Ich arbeite jetzt gerade auch an einer Zeichenserie. Sie ist ein bisschen offener und auch erzählerischer, freier und untersucht ein bisschen die Bedingungen der Möglichkeiten von gezeichneten Bildern. Aber sie ist noch nicht fertig.
Gibt es irgendwelche größeren Projekte, die Du am Horizont siehst?
Ich würde gerne eine Doktorarbeit schreiben! Das muss man aber schauen. Es gibt die Form einer halbtheoretische, halbpraktischen künstlerischen Doktorarbeit. Und ich vermute, dass bei vielen KunsthistorikerInnen dieses [praktisches Wissen] oft fehlt.
Wenn man zum Beispiel darüber spekuliert, warum der Künstler in einem Gemälde Orange verwendet hat, welche Bedeutung hat das? Manchmal lautet die Antwort einfach, dass die rote Farbtube des Künstlers gerade leer war und er nur noch Orange übrig hatte. Ich weiß, dass das natürlich sehr spekulativ ist, aber ich glaube trotzdem, dass es bereichernd wäre, mehr von der Malerperspektive in diesen Dialog einzubeziehen.
Für jeden Künstler besteht sein Werk grundliegend aus Entscheidungen: Mache ich dies? Womit beschäftige ich mich überhaupt? Mache ich dann dies? Oder besser das? Und warum?
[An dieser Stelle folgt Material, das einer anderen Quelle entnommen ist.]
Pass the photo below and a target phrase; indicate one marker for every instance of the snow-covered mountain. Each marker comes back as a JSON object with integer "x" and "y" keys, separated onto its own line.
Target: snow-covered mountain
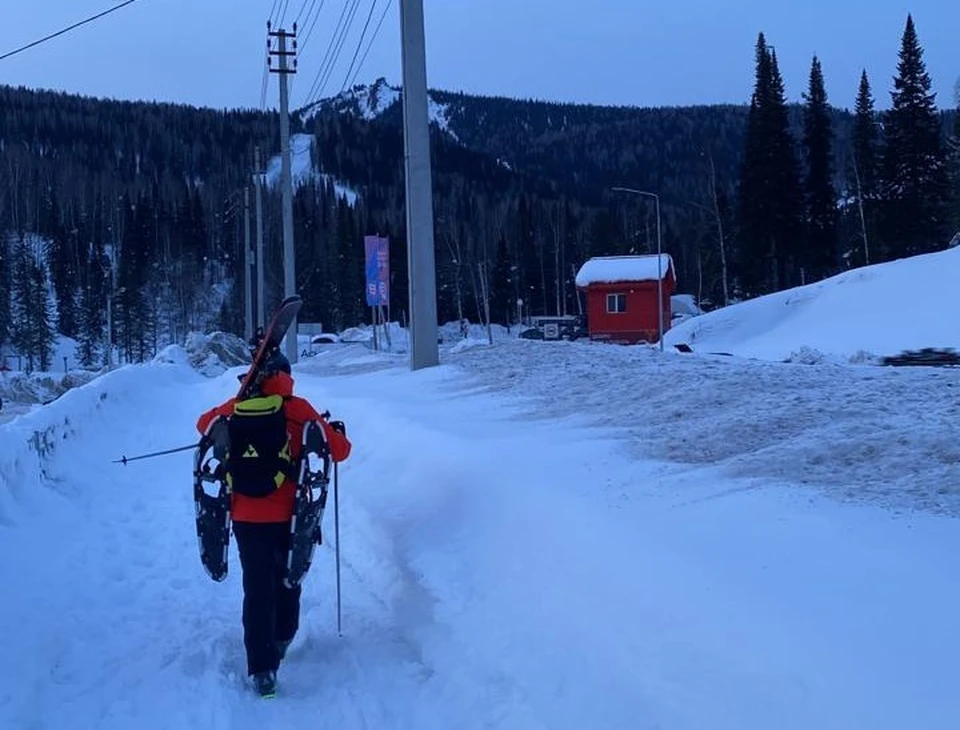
{"x": 303, "y": 168}
{"x": 534, "y": 534}
{"x": 371, "y": 101}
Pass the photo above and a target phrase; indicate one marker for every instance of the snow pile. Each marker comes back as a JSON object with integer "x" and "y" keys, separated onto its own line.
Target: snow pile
{"x": 394, "y": 341}
{"x": 20, "y": 391}
{"x": 88, "y": 411}
{"x": 209, "y": 355}
{"x": 855, "y": 316}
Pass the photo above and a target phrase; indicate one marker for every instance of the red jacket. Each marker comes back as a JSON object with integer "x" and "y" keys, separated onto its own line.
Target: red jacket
{"x": 278, "y": 507}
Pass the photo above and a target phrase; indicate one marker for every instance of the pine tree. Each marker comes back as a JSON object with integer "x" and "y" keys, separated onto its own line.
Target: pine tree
{"x": 914, "y": 164}
{"x": 33, "y": 333}
{"x": 501, "y": 309}
{"x": 864, "y": 169}
{"x": 821, "y": 255}
{"x": 91, "y": 308}
{"x": 955, "y": 164}
{"x": 6, "y": 314}
{"x": 770, "y": 205}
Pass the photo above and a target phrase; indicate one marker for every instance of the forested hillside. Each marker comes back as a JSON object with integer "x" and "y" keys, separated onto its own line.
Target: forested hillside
{"x": 754, "y": 198}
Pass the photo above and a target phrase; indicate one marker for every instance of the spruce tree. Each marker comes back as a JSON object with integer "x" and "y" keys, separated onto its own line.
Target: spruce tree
{"x": 914, "y": 163}
{"x": 864, "y": 170}
{"x": 91, "y": 308}
{"x": 5, "y": 279}
{"x": 820, "y": 258}
{"x": 501, "y": 309}
{"x": 770, "y": 205}
{"x": 34, "y": 334}
{"x": 955, "y": 165}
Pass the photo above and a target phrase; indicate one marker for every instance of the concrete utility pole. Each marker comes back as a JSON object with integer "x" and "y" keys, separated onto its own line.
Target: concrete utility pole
{"x": 286, "y": 180}
{"x": 247, "y": 265}
{"x": 258, "y": 180}
{"x": 416, "y": 134}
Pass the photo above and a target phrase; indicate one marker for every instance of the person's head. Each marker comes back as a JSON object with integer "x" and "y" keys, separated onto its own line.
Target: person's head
{"x": 276, "y": 375}
{"x": 275, "y": 362}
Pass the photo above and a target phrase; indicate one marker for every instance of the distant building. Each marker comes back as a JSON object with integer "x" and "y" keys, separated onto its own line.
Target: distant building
{"x": 621, "y": 296}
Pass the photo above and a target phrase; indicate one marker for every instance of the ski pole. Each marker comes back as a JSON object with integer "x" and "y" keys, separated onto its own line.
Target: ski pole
{"x": 336, "y": 527}
{"x": 123, "y": 459}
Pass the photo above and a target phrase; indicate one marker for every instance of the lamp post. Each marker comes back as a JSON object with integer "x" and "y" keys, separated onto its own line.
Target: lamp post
{"x": 656, "y": 199}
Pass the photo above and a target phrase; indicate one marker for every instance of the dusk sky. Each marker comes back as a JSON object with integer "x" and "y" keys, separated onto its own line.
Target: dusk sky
{"x": 210, "y": 52}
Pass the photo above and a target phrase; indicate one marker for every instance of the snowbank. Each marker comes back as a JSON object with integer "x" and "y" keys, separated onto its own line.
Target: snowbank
{"x": 29, "y": 442}
{"x": 209, "y": 355}
{"x": 855, "y": 316}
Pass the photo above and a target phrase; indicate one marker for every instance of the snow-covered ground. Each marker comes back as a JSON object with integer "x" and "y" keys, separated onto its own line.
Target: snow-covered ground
{"x": 534, "y": 535}
{"x": 871, "y": 311}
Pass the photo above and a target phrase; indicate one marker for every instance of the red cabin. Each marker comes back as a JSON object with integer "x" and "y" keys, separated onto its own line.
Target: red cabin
{"x": 622, "y": 296}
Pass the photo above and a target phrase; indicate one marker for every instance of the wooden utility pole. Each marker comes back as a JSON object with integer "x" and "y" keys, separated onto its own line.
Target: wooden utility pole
{"x": 247, "y": 266}
{"x": 288, "y": 65}
{"x": 258, "y": 181}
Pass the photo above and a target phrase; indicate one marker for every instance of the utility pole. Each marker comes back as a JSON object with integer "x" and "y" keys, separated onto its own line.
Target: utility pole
{"x": 247, "y": 265}
{"x": 285, "y": 56}
{"x": 258, "y": 180}
{"x": 419, "y": 188}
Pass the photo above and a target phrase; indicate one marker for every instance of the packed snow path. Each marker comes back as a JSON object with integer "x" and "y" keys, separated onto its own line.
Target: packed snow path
{"x": 499, "y": 570}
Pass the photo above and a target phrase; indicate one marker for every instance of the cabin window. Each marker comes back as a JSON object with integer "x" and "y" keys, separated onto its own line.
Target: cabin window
{"x": 616, "y": 303}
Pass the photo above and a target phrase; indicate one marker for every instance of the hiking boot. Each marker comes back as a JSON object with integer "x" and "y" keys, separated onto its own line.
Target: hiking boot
{"x": 265, "y": 683}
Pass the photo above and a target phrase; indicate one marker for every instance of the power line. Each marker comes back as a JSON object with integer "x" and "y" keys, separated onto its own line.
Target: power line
{"x": 326, "y": 55}
{"x": 303, "y": 8}
{"x": 283, "y": 13}
{"x": 376, "y": 32}
{"x": 303, "y": 44}
{"x": 66, "y": 30}
{"x": 338, "y": 49}
{"x": 356, "y": 53}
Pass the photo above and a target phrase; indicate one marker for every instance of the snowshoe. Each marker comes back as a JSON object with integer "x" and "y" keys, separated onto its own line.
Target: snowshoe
{"x": 212, "y": 509}
{"x": 266, "y": 684}
{"x": 311, "y": 500}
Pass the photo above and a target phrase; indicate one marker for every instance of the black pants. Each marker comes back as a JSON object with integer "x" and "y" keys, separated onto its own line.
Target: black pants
{"x": 271, "y": 611}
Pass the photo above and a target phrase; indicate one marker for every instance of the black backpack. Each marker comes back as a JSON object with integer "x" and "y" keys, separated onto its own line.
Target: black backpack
{"x": 258, "y": 460}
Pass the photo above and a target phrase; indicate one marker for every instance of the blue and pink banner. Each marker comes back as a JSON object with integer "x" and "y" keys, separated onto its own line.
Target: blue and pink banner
{"x": 378, "y": 270}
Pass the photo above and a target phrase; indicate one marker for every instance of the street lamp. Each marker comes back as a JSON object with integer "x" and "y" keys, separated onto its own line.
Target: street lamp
{"x": 656, "y": 199}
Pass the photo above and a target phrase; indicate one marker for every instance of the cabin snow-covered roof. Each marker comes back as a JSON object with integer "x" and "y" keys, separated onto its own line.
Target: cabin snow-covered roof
{"x": 615, "y": 269}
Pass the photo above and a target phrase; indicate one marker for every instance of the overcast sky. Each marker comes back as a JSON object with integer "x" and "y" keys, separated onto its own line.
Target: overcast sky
{"x": 636, "y": 52}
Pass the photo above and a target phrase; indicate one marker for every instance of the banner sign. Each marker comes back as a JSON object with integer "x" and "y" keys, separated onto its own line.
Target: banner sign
{"x": 378, "y": 270}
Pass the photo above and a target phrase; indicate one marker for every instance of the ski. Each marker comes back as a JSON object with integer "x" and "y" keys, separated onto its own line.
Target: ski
{"x": 213, "y": 507}
{"x": 272, "y": 337}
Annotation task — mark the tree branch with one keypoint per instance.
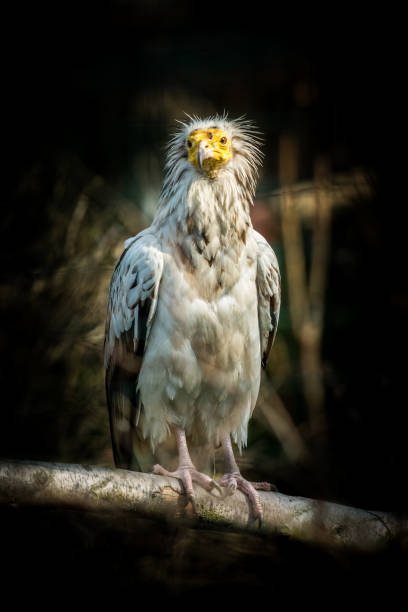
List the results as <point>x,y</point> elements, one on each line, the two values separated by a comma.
<point>92,488</point>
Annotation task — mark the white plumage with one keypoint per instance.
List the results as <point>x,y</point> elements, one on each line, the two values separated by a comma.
<point>194,302</point>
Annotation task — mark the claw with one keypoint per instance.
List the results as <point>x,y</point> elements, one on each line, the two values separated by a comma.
<point>234,481</point>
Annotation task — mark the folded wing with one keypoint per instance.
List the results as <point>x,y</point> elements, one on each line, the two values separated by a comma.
<point>269,295</point>
<point>132,305</point>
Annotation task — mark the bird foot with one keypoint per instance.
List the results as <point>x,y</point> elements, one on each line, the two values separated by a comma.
<point>188,474</point>
<point>233,481</point>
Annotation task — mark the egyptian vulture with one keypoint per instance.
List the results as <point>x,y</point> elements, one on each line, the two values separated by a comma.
<point>192,313</point>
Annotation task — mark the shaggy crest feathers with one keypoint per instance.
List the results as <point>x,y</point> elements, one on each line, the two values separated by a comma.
<point>241,171</point>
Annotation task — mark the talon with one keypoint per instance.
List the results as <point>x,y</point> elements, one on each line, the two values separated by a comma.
<point>215,485</point>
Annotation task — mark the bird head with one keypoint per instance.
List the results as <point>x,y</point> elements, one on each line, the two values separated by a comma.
<point>208,149</point>
<point>219,150</point>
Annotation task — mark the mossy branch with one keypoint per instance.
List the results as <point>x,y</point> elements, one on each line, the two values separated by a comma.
<point>92,488</point>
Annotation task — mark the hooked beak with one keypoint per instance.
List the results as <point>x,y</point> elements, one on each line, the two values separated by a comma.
<point>204,152</point>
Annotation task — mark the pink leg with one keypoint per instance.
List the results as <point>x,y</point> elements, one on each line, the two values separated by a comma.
<point>186,470</point>
<point>233,480</point>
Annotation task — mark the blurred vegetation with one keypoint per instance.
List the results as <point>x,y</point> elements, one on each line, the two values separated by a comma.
<point>89,108</point>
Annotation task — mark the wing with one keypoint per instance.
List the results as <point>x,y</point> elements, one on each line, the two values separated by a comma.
<point>133,297</point>
<point>269,292</point>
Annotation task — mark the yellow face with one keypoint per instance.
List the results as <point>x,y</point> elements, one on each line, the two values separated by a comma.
<point>208,150</point>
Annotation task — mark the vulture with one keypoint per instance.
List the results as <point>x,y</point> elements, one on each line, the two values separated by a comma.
<point>192,314</point>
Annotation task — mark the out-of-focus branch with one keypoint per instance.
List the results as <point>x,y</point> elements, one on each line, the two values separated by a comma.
<point>307,292</point>
<point>108,490</point>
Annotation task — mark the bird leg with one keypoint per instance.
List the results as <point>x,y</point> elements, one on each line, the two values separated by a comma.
<point>186,470</point>
<point>233,480</point>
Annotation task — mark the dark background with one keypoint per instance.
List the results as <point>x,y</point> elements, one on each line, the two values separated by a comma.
<point>90,95</point>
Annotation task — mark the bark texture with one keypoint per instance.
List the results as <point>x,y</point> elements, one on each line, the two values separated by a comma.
<point>92,488</point>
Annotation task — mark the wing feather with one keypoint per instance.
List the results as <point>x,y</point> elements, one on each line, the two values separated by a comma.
<point>269,295</point>
<point>133,297</point>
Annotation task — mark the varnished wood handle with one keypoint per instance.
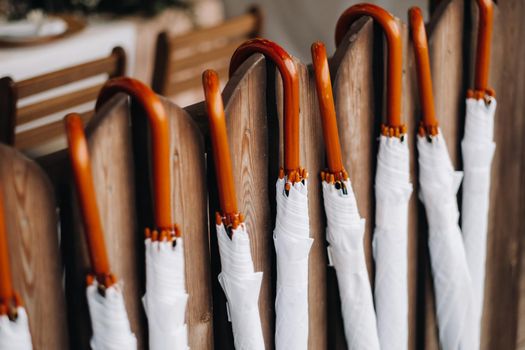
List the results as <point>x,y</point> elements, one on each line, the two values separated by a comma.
<point>486,10</point>
<point>6,285</point>
<point>290,76</point>
<point>424,75</point>
<point>395,52</point>
<point>325,96</point>
<point>160,138</point>
<point>81,166</point>
<point>219,139</point>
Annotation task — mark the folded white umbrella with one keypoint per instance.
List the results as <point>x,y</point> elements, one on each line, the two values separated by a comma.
<point>478,150</point>
<point>109,319</point>
<point>240,282</point>
<point>345,231</point>
<point>166,297</point>
<point>452,282</point>
<point>392,191</point>
<point>14,334</point>
<point>292,245</point>
<point>242,285</point>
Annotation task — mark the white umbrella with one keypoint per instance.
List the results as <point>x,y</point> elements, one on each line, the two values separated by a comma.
<point>292,231</point>
<point>14,333</point>
<point>392,190</point>
<point>345,227</point>
<point>478,149</point>
<point>292,245</point>
<point>109,319</point>
<point>166,297</point>
<point>242,285</point>
<point>439,184</point>
<point>240,282</point>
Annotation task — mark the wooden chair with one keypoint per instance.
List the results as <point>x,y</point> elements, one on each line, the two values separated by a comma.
<point>42,138</point>
<point>180,60</point>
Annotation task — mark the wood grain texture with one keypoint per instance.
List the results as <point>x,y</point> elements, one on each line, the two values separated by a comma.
<point>313,159</point>
<point>506,226</point>
<point>359,108</point>
<point>113,152</point>
<point>109,140</point>
<point>252,151</point>
<point>34,252</point>
<point>312,156</point>
<point>189,193</point>
<point>355,111</point>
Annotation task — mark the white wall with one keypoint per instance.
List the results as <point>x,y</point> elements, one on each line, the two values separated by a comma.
<point>296,24</point>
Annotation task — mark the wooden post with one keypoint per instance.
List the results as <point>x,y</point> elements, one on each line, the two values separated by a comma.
<point>34,252</point>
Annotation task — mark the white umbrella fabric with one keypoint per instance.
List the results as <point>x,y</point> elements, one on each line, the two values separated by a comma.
<point>452,282</point>
<point>109,319</point>
<point>345,227</point>
<point>478,150</point>
<point>439,184</point>
<point>292,245</point>
<point>392,191</point>
<point>14,334</point>
<point>392,188</point>
<point>292,230</point>
<point>166,297</point>
<point>345,232</point>
<point>242,285</point>
<point>238,279</point>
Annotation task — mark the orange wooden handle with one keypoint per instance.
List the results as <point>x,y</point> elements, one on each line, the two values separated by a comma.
<point>81,166</point>
<point>424,75</point>
<point>395,52</point>
<point>325,96</point>
<point>6,286</point>
<point>486,11</point>
<point>219,139</point>
<point>290,76</point>
<point>160,137</point>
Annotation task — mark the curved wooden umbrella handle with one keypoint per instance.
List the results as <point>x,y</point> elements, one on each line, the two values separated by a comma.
<point>486,11</point>
<point>395,53</point>
<point>81,166</point>
<point>160,137</point>
<point>220,147</point>
<point>325,96</point>
<point>6,286</point>
<point>290,76</point>
<point>429,123</point>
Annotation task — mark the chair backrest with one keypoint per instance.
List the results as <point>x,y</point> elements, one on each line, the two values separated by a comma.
<point>20,105</point>
<point>181,59</point>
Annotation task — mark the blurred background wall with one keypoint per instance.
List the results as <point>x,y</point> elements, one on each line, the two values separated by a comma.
<point>317,19</point>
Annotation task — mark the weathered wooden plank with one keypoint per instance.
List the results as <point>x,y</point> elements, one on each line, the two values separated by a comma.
<point>313,159</point>
<point>34,253</point>
<point>352,72</point>
<point>190,205</point>
<point>506,225</point>
<point>109,140</point>
<point>115,171</point>
<point>357,106</point>
<point>252,152</point>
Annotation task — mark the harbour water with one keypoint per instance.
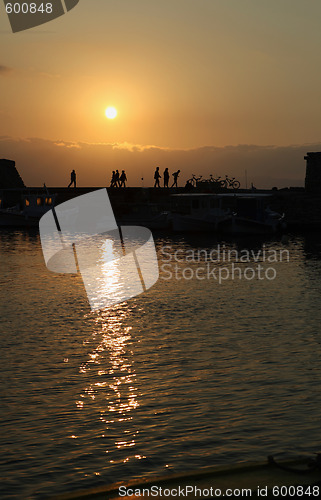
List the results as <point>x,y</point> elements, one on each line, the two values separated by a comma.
<point>194,372</point>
Das gilt ja für alle Disziplinen, zum Beispiel Film. Es gibt ein Buch, das ich sehr liebe, es heißt Story und ist von Robert McKee geschrieben. Es ist einfach eine Anleitung, wie man ein Drehbuch schreibt, und wenn du es gelesen hast, wirst du jeden Film ganz anders verstehen. Du merkst auf einmal, welche Entscheidungen getroffen wurden, was sind die Probleme, vor denen zwangsläufig jeder Drehbuchschreiber steht.
Du siehst immer, wie sie diese gelöst haben, und man versteht auch, warum ein Film nicht funktioniert oder warum er funktioniert. Ich glaube, dass man die Arbeit viel mehr genießen kann, wenn man die gute Arbeit sieht. Wenn man diesen Kontext hat, wird der Zauber nicht gemindert.